Re: no progress in geo-replication

[Date Prev][Date Next][Thread Prev][Thread Next][Date Index][Thread Index]

 



Dear Dietmar,


I am very interested in helping you with that geo-replication, since we also have a setup with geo-replication that is crucial for the

backup procedure. I just had a quick look at this and for the moment, I just can suggest:

is there any suitable setting in the gluster-environment which would take influence on the speed of the processing (current settings attached) ?
gluster volume geo-replication mvol1 gl-slave-05-int::svol  config sync_jobs  9


in order to increase the number of rsync processes.

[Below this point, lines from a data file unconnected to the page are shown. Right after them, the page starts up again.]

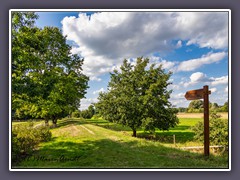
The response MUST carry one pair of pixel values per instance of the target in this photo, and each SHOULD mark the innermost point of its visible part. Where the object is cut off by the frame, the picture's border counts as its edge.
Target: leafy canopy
(138, 97)
(47, 79)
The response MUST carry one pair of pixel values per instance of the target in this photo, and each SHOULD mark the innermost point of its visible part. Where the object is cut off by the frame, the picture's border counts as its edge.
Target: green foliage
(218, 130)
(76, 114)
(26, 138)
(138, 97)
(47, 80)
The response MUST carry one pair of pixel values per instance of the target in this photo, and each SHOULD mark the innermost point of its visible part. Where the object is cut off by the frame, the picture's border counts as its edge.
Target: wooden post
(202, 94)
(174, 140)
(206, 120)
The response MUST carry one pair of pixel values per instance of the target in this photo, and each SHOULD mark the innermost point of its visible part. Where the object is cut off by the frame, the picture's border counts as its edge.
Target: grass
(99, 144)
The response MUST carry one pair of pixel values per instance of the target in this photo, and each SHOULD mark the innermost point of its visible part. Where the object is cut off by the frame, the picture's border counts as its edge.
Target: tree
(88, 113)
(224, 108)
(47, 79)
(138, 97)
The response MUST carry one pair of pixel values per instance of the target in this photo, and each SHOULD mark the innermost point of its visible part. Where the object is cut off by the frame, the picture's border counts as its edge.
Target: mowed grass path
(91, 144)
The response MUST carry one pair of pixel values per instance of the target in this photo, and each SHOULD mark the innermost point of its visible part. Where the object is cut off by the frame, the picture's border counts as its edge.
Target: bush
(218, 130)
(26, 138)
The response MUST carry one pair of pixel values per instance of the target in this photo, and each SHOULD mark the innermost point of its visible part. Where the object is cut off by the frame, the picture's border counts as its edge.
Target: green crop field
(95, 143)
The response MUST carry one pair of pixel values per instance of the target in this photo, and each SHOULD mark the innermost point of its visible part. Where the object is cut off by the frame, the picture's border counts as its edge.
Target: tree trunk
(134, 133)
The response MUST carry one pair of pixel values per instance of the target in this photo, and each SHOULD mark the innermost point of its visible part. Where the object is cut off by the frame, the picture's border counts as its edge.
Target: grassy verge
(99, 144)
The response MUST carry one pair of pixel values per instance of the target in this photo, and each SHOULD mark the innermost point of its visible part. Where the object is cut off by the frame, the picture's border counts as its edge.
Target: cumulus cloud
(213, 90)
(105, 39)
(226, 89)
(98, 91)
(191, 65)
(199, 77)
(179, 44)
(220, 80)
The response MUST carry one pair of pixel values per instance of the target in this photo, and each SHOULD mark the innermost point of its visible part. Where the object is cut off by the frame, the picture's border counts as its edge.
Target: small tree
(138, 97)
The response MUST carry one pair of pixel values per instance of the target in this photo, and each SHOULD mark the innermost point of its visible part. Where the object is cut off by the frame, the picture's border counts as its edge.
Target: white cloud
(220, 80)
(191, 65)
(98, 91)
(179, 44)
(195, 78)
(213, 90)
(226, 89)
(165, 64)
(199, 77)
(106, 38)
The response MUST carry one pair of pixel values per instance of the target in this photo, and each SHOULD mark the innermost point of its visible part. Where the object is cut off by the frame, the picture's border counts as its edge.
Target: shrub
(218, 130)
(26, 138)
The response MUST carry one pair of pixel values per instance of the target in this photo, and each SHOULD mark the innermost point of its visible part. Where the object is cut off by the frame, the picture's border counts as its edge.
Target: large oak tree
(47, 79)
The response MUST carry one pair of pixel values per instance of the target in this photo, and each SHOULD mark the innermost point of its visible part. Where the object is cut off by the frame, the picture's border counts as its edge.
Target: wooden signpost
(202, 94)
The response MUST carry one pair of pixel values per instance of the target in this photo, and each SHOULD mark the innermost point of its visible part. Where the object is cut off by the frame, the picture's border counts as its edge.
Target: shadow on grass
(67, 122)
(107, 153)
(167, 137)
(109, 125)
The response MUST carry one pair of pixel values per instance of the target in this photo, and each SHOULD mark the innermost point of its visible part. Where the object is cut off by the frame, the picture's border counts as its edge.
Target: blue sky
(193, 45)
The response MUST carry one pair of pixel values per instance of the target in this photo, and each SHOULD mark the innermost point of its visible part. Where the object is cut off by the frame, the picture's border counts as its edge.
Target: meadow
(97, 143)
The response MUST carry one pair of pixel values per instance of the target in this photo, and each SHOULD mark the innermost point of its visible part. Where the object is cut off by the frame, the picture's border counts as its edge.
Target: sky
(192, 45)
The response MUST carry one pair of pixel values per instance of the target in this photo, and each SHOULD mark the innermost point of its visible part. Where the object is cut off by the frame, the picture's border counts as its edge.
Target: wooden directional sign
(202, 94)
(194, 94)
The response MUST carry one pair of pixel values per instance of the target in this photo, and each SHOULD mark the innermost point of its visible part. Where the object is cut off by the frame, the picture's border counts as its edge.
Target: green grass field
(99, 144)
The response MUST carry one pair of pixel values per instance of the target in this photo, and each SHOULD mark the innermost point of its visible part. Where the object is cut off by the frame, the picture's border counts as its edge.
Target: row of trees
(196, 106)
(47, 79)
(87, 113)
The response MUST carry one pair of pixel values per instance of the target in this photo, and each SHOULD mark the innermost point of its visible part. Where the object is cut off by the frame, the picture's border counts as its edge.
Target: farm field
(93, 143)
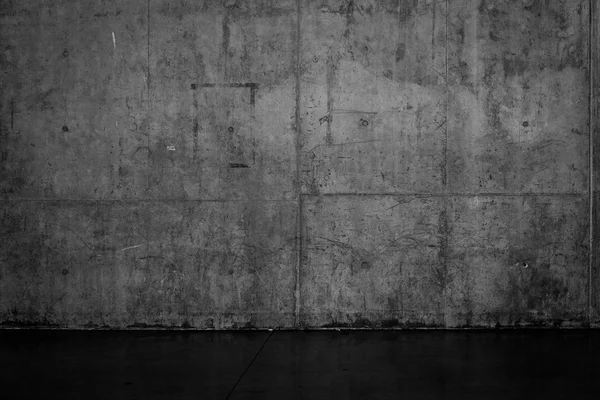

Furthermore, taken from https://access.redhat.com/documentation/en-us/red_hat_gluster_storage/3.5/html/administration_guide/recommended_practices3


Performance Tuning

When the following option is set, it has been observed that there is an increase in geo-replication performance. On the slave volume, run the following command:

# gluster volume set SLAVE_VOL batch-fsync-delay-usec 0

Can you verify that the changelog-files are consumed?


Regards,

Felix

On 03/03/2021 17:28, Dietmar Putz wrote:

Hi,

I'm having a problem with geo-replication. A short summary...
About two month ago I have added two further nodes to a distributed replicated volume. For that purpose I have stopped the geo-replication, added two nodes on mvol and svol and started a rebalance process on both sides. Once the rebalance process was finished I startet the geo-replication again.

After a few days and beside some Unicode Errors the status of the new added brick changed from hybrid crawl to history crawl. Since then no progress, no files / directories have been created on svol for a couple of days.

Looking for a possible reason I recognized that there is was /var/log/glusterfs/geo-replication-slaves/mvol1_gl-slave-01-int_svol1 directory on the new added slave nodes.
Obviously I forgot to add the new svol node IP addresses on all master's /etc/hosts. After fixing that I did the '... execute gsec_create' and '...create push-pem force' command again and corresponding directory were created. Geo-replication started normal, all active sessions were in history crawl (as shown below) and for a short while some data were transfered to svol. But for about a week nothing had changed on svol, 0 byte transferred.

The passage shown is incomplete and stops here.